Community leaders were trained on child protection and advocacy which equipped them with the necessary knowledge and skills to create safe environments for children. Caregivers/Family Leaders were also trained on management of small scale economic activities. A malaria prevention project conducted a number of sensitisation campaigns in the communities. Community households benefited from an agricultural fair during the Cyclone Dando emergency response project.
Early Childhood Development (ECD)
In Gondola District in Manica Province in western Mozambique, ChildFund is implementing an Irish Aid-funded Communities Caring for Children programme (CCCP) which focusses on the first Life Stage, early childhood care and development. It is also concurrently being implemented in Ethiopia and Mozambique. While the programme has a specific focus on early childhood development, issues of gender, prevention of gender-based violence, prevention of HIV and AIDS and the protection of the environment are also being mainstreamed into the programme.
The overall goal of the programme is that all children aged from 0-5 years old in the programme area are protected and supported to have equal opportunities to realise their rights and develop to their full potential. Specific outcomes aim to improve the quality of ECD services; to strengthen community structures for child care, protection and case management; and to improve a culture of learning and knowledge management on ECD approaches and practices. The programme will run until 2015, which coincides with the end of the Millennium Project and the Millennium Development Goals.
Education in Mozambique is another big challenge. In Zavala District, Inhambane Province, there is a lack of educational resources to support children’s educational development. With funding from the Bank of Ireland Group Employees Fund for Third World Aid ChildFund implemented a project in 2012 to help address this. The project provided two secondary schools and one resource centre with functional libraries equipped with books recommended for teaching and learning purposes at both primary and secondary levels. The establishment of the libraries has improved students’ and teachers’ access to reference and reading material and the setting up of study groups has also created a platform for collaborative and interactive participation of students.
Floods and droughts are frequent in Mozambique, occurring cyclically and with varying intensity. In Zavala District drought is the most frequently occurring natural disaster, and has the greatest impact on household livelihood security. There is limited use of irrigation systems and an overall underdevelopment of water infrastructure. Lack of access to clean water also uniquely affects women and girls. When schools lack private and adequate sanitation facilities, school dropout rates increase, particularly for teenage girls. Women and girls also spend a large portion of their time travelling long distances to fetch clean water.

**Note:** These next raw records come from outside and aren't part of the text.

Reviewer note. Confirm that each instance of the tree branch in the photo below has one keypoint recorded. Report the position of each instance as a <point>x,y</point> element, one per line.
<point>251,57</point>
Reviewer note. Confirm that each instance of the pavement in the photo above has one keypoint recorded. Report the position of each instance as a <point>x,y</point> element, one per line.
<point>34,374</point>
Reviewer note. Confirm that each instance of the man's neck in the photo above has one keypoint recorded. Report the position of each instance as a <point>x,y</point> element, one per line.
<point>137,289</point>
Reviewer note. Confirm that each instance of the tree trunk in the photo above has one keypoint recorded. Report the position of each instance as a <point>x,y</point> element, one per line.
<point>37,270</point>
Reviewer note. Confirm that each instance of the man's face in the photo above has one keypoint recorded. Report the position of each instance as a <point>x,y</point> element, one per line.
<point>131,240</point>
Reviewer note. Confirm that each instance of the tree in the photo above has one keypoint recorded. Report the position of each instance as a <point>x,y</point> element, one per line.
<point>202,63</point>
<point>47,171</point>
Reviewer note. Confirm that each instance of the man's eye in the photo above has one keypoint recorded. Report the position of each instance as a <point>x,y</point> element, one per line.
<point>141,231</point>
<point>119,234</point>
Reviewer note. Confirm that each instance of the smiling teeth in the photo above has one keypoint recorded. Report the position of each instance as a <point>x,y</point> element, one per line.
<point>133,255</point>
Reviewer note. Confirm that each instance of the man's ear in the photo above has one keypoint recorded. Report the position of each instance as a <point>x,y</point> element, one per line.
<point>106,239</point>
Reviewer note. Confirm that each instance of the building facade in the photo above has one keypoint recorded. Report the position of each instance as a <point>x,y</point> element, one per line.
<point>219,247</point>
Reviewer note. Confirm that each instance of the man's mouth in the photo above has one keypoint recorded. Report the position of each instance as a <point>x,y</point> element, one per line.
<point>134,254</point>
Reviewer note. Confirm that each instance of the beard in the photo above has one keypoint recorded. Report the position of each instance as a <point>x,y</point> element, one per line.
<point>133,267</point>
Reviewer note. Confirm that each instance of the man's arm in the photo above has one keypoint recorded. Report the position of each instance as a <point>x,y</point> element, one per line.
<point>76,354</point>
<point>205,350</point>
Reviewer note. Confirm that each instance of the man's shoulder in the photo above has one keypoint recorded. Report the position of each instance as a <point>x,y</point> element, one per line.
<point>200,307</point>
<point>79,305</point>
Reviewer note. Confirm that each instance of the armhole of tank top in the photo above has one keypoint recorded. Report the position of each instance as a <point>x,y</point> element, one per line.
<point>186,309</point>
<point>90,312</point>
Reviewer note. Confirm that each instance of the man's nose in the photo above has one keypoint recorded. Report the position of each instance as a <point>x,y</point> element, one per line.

With funding from the Bank of Ireland Group Employees Fund for Third World Aid ChildFund introduced rain water harvesting technology at five schools, a cost-effective, pro-poor approach, that is simple to install and maintain.
This is a story of a sponsored child, Genito, who didn’t know about birthday celebrations before he was matched with a ChildFund Sponsor in 2009. When his sponsor began to send him cards, stickers and other small gifts, he soon caught on that a birthday was meant to be a happy occasion. Now he knows when his birthday is and how to mark the day. “I like to celebrate my birthday. My sponsor always sends me gifts, and on this day I eat cake, biscuits and a soft drink.” Genito pastes the stickers received from his sponsor on a broken freezer at home. The front panel is now a collage of happy images. How to celebrate birthdays is just one of the things Genito has learned from his sponsor in the last few years. “I like my sponsor because she teaches me to grow as a good boy.”
Under-five Mortality Rate (2010): 135 deaths per 1,000 live births (ranked 16 of 194). Source: UNICEF, SOWC Report, 2012.
Human Development Index (HDI) (2012): 0.327 (ranked 185 of 187). Source: UNDP, Human Development Report, 2013.